Il cambio di registro, seppur misurato, comprende anche la suggestione della candidatura a sindaco di Milano. «È quello che sto pensando di fare. Sto cercando qualcuno che compri tutto e poi...». Ma la politica, si sa, è materia complicata per un imprenditore, «il terreno di gioco è nebuloso anche quando si pensa di avere un buon consenso. Io ho fatto sondaggi su di me e il gradimento era alto», assicura. Cairo è talmente abituato all’insistenza dei giornalisti sulla sua «discesa in campo» che questa volta li anticipa: «Siccome ero sicuro che me l’avreste chiesto ho fotografato un brano di un libro – afferma citando L’ora dei predatori di Giuliano da Empoli – che racconta di un gruppo di imprenditori, tecnocrati e intellettuali decisi a scendere in politica e delle “umiliazioni” che li attendono». Scrive nel capitolo in questione l’autore pubblicato da Einaudi (2025): «È tutto molto più difficile di quanto pensassero. Non perché il campo pulluli di chissà quali geni, ma perché non c’é nessun campo, non ci sono regole e nemmeno punti di riferimento stabili, eppure esiste un gioco a cui pochissimi hanno accesso». Aggiunge Cairo: «Nell’impresa gli obiettivi sono chiari: sviluppare, contenere i costi, scegliere collaboratori capaci, motivare le persone.
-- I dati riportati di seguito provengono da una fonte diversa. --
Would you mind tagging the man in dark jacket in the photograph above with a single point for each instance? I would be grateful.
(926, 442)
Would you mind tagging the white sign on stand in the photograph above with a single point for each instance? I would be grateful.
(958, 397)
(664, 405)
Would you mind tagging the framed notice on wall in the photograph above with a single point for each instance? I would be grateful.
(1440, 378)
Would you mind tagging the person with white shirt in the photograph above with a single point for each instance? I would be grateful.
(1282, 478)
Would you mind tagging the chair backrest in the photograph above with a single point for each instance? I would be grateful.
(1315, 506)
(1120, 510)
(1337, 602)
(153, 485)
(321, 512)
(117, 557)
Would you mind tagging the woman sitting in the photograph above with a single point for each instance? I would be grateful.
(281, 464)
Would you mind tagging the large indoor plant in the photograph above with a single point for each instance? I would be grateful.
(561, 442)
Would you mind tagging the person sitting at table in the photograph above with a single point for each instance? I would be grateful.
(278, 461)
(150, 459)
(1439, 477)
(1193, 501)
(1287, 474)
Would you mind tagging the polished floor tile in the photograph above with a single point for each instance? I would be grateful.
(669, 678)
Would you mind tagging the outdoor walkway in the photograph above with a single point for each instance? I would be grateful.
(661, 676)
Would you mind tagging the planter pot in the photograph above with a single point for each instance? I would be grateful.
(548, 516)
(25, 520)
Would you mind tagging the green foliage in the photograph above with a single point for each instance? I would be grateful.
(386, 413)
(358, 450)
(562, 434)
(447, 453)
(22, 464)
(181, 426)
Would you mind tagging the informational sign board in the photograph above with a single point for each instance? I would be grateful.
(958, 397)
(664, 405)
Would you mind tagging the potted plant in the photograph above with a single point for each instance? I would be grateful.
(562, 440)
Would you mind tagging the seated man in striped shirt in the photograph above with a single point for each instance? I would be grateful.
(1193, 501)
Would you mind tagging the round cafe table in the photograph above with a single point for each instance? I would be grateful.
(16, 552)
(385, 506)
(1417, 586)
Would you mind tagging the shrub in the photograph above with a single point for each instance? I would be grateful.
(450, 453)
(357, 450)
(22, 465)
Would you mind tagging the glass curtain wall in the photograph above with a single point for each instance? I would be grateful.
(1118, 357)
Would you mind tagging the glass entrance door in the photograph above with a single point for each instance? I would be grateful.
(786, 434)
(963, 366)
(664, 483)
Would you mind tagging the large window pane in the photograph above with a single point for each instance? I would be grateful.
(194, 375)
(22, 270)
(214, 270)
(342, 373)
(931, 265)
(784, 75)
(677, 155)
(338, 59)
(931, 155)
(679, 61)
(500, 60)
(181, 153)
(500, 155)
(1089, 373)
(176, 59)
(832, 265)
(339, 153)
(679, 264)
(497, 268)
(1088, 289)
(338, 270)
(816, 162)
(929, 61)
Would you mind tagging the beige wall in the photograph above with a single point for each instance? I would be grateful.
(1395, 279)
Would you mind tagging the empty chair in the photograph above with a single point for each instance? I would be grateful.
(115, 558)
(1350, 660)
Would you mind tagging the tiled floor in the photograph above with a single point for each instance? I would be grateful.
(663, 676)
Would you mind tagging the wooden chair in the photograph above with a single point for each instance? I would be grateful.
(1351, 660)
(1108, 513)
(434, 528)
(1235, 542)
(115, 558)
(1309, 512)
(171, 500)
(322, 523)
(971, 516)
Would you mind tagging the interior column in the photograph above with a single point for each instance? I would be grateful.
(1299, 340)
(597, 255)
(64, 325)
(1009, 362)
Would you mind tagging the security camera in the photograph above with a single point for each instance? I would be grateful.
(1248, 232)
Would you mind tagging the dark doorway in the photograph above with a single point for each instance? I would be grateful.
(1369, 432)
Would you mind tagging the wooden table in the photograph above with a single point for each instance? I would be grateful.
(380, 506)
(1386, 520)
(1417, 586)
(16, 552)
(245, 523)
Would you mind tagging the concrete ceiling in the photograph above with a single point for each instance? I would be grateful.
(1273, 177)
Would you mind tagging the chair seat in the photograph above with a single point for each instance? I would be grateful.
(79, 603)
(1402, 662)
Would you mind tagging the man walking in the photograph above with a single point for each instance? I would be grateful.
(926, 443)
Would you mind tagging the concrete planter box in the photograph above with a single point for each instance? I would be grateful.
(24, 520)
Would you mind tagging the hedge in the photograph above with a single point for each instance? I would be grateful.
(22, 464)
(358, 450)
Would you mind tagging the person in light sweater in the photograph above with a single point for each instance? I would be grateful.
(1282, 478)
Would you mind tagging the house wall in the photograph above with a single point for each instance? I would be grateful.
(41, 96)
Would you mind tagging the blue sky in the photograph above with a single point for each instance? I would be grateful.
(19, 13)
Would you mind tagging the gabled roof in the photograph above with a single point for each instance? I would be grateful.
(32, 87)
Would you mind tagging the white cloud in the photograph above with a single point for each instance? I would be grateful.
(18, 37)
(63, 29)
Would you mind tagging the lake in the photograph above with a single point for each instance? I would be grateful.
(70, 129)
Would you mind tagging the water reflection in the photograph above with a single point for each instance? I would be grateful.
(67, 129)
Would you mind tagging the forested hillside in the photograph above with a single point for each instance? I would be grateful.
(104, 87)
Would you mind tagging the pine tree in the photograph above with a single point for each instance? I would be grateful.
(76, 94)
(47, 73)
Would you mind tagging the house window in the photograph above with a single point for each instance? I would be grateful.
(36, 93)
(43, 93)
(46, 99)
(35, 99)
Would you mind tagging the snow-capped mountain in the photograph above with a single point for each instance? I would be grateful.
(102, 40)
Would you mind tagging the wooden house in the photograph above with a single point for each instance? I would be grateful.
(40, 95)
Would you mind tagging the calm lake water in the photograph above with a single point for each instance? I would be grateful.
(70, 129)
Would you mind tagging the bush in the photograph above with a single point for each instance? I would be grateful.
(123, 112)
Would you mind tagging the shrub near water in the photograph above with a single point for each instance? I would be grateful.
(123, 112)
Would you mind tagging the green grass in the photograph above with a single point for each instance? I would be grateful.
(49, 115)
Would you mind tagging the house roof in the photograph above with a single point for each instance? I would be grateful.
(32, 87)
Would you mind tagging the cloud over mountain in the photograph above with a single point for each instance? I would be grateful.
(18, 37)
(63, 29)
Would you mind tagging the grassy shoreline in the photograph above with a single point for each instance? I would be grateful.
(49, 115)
In politica, invece, la capacità di incidere è inevitabilmente diversa». Non a caso, l’editore richiama l’esperienza di Silvio Berlusconi, del quale è stato collaboratore agli esordi della carriera: «È stato un imprenditore straordinario, un visionario. Ma in politica ha realizzato probabilmente il 30 per cento di quello che avrebbe potuto fare». Quanto all’editoria, per il presidente di Rcs l’ingresso di nuovi investitori nel settore dei quotidiani, è positivo: «L’informazione continua ad avere un valore strategico anche nella transizione dalla carta al digitale». Cairo respinge l’accusa rivolta a La7 di essere la tv anti-Meloni:«La7 non ha mai fatto sconti ai governi, anche precedenti. Ho ricevuto costantemente telefonate, non sono mai cessate. C’è attenzione a quello che avviene nel Paese e vogliamo ospitare tutti i protagonisti».
Infine, il Torino Calcio. «Sono disponibilissimo a cederlo – conferma – dispiacendomi perché sono molto legato alla squadra e sono stati 21 anni importanti. Mi piacerebbe vedere farsi avanti un imprenditore torinese ricco,tifoso, generoso. Ma va bene anche americano».